Katuntu was first elected to the Parliament of Uganda in 2001.

He lost his parliamentary seat in the 2006 Ugandan general election to Kirunda Kivejinja but challenged the result, citing widespread malpractice. The court found that "during the campaign period and on polling day, there was widespread intimidation and torture in Bugweri Constituency," which biased the result in favor of Kivejinja. Katuntu won the resulting by-election.

Katuntu was re-elected for another term in Parliament in the 2011 general elections.

Katuntu served as the chairman of the Parliamentary Committee on Rules and Discipline. This committee concluded that Francis Zaake was guilty of insulting Anita Among, resulting in his removal from the position of Parliamentary Commissioner.

Katuntu was the chairperson of the Parliamentary Committee on Commissions, Statutory Authorities, and State Enterprises (C)OSASE). He was replaced by Mubarak Munyagwa in 2019.

Katuntu is known for recovering 47 billion Ugandan shillings from rogue Chinese road construction firms in 2016.

Katuntu headed the Parliament of Uganda's task force on COVID-19, assisted by five other members of Parliament. The members were tasked with assessing the role of private health sector players.

Abdu Katuntu joined NRM in 2024. He lost his MP seat to an independent candidate Sarah Wandera Stella.

== Controversies ==
Katuntu was described by Yoweri Museveni as a "poisonous mushroom" who was out to suffocate government programs, as he addressed a rally in Busesa, Bugweri County.
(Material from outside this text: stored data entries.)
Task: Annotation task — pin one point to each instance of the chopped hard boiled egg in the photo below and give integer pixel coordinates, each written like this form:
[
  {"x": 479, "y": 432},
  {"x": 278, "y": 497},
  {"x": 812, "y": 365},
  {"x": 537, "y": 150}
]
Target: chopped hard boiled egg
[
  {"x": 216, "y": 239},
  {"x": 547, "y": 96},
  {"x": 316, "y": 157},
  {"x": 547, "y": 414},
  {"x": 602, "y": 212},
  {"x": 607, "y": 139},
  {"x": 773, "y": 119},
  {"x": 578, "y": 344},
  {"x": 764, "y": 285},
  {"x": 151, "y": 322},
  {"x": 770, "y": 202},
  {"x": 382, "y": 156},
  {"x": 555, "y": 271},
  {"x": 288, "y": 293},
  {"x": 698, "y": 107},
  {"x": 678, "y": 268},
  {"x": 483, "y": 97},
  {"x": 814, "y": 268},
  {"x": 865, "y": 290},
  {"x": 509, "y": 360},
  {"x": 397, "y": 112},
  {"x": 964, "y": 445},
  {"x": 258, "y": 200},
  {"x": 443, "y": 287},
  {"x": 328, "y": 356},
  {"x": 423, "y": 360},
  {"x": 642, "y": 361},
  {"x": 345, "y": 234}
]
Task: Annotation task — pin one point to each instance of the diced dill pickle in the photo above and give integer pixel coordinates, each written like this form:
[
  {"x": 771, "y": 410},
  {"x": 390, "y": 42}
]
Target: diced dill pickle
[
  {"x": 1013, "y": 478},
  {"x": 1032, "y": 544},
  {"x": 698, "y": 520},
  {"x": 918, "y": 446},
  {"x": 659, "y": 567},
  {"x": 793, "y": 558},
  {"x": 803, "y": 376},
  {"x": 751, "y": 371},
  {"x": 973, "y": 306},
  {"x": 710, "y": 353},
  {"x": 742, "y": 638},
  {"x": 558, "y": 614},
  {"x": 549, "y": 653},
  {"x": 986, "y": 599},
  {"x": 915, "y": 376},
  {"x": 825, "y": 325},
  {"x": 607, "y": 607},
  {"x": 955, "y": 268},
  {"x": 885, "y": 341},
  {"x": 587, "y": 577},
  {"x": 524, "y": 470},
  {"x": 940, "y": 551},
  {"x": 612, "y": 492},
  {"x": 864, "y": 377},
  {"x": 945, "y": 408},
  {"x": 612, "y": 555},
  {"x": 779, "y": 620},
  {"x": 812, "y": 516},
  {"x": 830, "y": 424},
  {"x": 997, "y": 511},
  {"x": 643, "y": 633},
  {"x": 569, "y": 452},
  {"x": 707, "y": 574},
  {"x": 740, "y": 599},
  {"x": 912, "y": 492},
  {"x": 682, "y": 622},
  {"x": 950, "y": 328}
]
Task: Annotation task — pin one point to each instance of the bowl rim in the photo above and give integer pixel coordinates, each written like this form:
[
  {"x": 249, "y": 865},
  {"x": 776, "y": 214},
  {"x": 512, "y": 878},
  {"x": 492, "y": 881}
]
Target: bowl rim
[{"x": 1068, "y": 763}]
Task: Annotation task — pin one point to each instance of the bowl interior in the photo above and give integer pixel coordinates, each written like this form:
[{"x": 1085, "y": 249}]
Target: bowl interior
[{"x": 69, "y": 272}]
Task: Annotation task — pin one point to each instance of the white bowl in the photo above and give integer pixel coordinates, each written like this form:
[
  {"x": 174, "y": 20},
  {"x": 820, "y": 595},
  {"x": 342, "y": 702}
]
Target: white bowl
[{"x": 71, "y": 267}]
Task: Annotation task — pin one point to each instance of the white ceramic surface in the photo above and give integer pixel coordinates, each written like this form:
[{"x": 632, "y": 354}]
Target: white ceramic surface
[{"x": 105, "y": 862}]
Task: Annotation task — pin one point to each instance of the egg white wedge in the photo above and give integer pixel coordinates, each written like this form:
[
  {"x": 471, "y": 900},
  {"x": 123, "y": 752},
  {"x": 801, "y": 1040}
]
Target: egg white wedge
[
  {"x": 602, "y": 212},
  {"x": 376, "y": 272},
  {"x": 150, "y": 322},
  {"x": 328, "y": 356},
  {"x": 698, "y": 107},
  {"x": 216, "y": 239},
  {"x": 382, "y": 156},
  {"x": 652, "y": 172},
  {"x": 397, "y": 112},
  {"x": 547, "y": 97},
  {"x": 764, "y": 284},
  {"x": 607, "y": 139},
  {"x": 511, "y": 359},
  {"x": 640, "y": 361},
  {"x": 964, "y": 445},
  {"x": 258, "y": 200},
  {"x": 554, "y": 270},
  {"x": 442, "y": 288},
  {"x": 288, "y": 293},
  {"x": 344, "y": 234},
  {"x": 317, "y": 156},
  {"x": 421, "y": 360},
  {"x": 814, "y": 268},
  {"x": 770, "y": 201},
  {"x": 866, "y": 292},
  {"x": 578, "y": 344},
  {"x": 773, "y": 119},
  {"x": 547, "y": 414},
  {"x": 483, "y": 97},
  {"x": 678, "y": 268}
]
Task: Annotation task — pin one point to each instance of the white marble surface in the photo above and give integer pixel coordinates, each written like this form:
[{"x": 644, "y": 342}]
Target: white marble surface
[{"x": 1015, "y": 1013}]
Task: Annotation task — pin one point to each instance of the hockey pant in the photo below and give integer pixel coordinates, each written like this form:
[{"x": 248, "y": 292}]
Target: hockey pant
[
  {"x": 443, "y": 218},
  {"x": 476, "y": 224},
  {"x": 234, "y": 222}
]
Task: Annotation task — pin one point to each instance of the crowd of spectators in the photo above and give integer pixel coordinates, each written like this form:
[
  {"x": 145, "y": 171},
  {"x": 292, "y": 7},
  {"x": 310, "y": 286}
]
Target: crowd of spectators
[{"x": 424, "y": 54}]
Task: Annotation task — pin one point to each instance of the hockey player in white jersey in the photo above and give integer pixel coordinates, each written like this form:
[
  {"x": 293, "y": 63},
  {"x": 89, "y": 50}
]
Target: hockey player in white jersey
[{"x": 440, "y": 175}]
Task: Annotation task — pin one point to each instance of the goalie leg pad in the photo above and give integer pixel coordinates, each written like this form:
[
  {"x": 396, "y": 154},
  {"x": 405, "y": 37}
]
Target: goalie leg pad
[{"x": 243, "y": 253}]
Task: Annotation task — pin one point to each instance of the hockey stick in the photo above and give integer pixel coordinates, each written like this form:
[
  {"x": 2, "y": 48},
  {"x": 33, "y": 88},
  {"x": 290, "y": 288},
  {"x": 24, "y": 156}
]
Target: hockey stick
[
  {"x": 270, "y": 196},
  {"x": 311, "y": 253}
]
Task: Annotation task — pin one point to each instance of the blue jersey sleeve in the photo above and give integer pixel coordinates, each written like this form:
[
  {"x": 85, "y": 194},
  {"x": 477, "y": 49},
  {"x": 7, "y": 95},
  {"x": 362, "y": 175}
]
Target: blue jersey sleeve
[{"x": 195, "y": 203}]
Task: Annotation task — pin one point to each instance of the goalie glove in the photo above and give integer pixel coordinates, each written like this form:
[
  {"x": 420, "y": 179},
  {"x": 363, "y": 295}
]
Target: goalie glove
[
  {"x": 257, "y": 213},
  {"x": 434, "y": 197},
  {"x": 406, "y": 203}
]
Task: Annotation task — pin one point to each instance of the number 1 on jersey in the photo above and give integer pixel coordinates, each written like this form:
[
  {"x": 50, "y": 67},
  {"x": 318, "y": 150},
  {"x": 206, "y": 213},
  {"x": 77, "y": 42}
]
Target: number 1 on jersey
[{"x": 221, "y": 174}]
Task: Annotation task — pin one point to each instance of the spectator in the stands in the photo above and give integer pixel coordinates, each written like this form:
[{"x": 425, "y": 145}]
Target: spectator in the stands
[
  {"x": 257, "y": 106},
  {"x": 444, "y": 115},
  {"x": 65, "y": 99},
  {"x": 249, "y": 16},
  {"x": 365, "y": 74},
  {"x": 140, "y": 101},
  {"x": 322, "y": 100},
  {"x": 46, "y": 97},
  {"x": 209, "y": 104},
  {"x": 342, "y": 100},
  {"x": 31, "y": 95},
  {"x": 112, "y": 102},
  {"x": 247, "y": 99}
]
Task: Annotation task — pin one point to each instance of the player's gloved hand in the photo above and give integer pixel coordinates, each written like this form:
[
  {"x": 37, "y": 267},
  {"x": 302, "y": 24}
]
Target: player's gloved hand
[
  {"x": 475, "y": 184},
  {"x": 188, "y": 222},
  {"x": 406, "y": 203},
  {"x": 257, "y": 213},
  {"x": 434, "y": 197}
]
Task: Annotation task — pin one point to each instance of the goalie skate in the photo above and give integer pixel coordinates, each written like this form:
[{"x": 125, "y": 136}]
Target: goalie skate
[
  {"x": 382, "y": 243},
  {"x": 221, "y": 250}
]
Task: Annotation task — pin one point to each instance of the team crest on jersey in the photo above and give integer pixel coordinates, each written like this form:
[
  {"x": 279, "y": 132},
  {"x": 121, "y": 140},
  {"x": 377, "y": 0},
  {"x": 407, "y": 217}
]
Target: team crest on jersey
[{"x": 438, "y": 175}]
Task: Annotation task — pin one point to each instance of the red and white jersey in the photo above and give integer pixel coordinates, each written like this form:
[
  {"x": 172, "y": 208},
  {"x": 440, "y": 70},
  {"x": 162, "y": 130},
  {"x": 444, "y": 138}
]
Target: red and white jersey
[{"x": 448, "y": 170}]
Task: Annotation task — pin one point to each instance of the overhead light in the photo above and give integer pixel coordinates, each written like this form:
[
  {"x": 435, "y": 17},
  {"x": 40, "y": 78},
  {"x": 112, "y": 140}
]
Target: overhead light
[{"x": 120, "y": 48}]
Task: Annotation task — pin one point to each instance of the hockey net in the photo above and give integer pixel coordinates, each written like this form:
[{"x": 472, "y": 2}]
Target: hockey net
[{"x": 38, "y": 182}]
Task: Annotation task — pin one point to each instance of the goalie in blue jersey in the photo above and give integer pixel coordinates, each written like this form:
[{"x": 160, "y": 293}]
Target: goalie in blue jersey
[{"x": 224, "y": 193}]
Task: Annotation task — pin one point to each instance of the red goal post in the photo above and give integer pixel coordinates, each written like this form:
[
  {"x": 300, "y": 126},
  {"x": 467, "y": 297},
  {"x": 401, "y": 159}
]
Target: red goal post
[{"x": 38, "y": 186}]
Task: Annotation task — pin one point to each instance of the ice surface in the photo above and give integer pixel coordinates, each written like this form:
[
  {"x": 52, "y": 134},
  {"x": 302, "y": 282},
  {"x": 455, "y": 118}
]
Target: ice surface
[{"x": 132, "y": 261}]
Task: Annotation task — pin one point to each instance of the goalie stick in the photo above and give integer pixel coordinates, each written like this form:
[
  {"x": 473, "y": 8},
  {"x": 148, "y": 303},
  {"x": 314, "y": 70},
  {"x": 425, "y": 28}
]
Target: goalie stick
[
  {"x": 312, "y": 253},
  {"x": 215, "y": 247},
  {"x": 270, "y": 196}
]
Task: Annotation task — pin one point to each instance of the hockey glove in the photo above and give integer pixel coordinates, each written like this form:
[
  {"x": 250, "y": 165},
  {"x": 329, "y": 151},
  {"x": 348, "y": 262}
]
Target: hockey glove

Julius Galisonga, a candidate for the Forum for Democratic Change in the 2021 general election, filed an election petition against Katuntu at the Jinja High Court. Galisonga accused Katuntu of conspiring with the Uganda Electoral Commission to undermine the fairness of the election process. Katuntu had won the election with 17,813 votes, while Galisonga received 9,074 votes.